The group was stirring again when he got back. “Come on, everybody. Let’s go for a walk and get a feel for the valley as our possible refugee camp site, then pay a visit to the big bridge at the other end. They will be our new neighbors, so we might as well pay our respects to whoever is in charge.” There was a path along the western side of the river, and they followed in line. The afternoon was sunny, and a wind pushing through the valley cut the heat.
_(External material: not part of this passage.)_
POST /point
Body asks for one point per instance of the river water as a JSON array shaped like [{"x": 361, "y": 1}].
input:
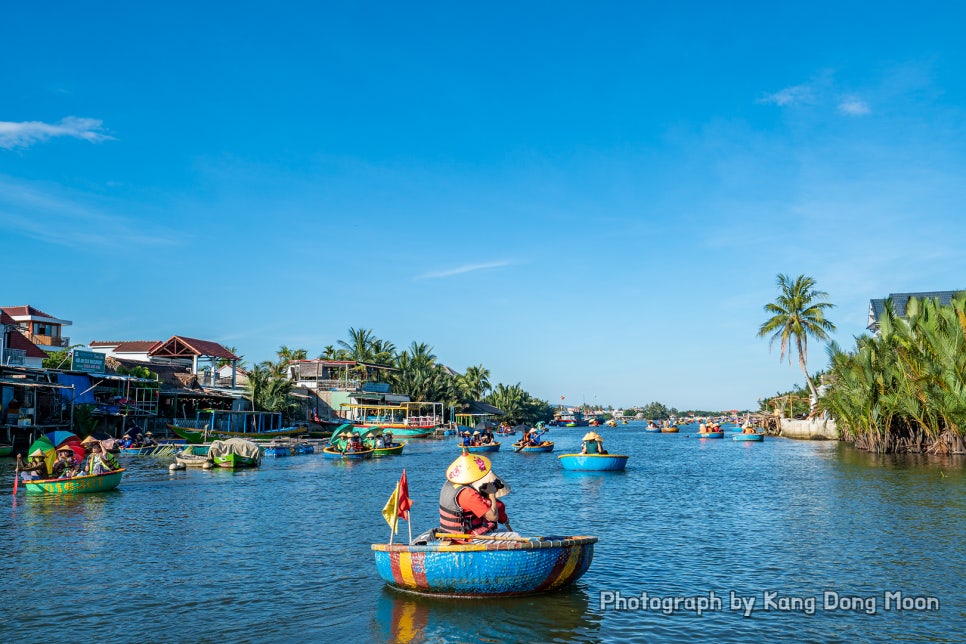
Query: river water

This could be a good place.

2

U.S. MARINE GUNNERY SERGEANT Kyle Swanson was in the Mixing Bowl, punching without much success through the clogged web of highways around Washington, D.C., getting away from the Pentagon parking lot, inch by inch, heading for a shootout in the Ghost House. The tinted windows of the gray Taurus rental were closed tight, and the air conditioner fought bravely against the thousands of exhaust pipes in the rush hour traffic and the stifling heat of late August. There was a reason that politicians and lobbyists abandoned Washington to the tourists and the nation to its fate in the teeth of the brutal summer, and he was happy to be leaving for a few days as the highways, monuments, and stone government buildings sucked up the hard rays of the burning sun and cooked. The TV weather people had showed their maps and grimly explained that it was unseasonably hot, as if it hadn’t happened every year since the government moved here from Philadelphia a couple of centuries ago. A taxi probably headed for Dulles swerved in front of a white SUV, which braked hard, causing a tailgating sedan to swerve into an adjoining lane, and traffic in two lanes died a temporary honking and swearing death. Swanson stopped, found a sports talk radio station on the Sirius, and waited for a report on the close of training camp for the New England Patriots or the pennant race for the Boston Red Sox. In three minutes everyone was lurching forward again.
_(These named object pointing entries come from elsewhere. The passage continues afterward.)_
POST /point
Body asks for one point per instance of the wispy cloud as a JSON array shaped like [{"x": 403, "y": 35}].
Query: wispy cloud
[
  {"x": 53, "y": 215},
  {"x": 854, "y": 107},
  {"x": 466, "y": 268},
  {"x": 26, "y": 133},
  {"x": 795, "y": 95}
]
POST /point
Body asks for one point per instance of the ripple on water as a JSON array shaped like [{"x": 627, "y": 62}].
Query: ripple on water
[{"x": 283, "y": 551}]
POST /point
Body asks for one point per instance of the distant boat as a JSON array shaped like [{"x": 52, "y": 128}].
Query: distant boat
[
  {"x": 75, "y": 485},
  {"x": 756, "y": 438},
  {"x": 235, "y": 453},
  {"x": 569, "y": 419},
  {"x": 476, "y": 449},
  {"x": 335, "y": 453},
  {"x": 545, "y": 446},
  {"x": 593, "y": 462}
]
He rode the I-395 southwest and gradually put the District of Columbia in his rearview mirrors. Across the Beltway, traffic thinned out around Springfield. Things weren’t as bad when the highway turned into I-95, and he was able to speed up, although he had plenty of time. His destination was Virginia Beach, where the Naval Special Warfare Development Group was headquartered, and the shoot with SEAL Team Six was scheduled for 0700 tomorrow morning. The only hitch was that Senior Chief Richard Sheridan had asked him to come down early for a private talk over a pitcher of beer. The Navy senior chief and the Marine gunnery sergeant had known each other for fifteen years and had worked together in some unfriendly places that had funny names. If Rockhead wanted to chat, that was cool.
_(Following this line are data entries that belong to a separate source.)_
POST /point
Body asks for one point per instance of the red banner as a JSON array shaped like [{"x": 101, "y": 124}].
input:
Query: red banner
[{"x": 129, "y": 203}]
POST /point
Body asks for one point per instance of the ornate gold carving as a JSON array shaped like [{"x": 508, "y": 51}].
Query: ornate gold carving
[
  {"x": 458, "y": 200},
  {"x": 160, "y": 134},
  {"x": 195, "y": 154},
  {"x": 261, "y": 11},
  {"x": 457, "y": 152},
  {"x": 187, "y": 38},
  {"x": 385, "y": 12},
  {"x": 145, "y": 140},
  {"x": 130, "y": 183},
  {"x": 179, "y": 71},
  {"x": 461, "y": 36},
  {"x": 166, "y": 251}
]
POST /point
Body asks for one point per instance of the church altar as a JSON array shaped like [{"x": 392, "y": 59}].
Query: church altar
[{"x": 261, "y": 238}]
Sheridan was waiting in a waterfront bar that specialized in serving military personnel. The whole Tidewater area was a huge sprawl of current and former military men and women and their families, from all branches of the service, but predominantly Navy. Kyle thought the squids could probably dig up a crew for a battleship just by posting a note at the nearest 7-Eleven. They sat at a table on the deck away from the crowd, beside a wooden rail that had been split by the sun and rain. A huge anchor jutted from the sand of a little garden, as if dropped off by a passing ship. Nets and old buoys and military memorabilia passed for decoration, and bare bulbs hanging overhead painted the place with light.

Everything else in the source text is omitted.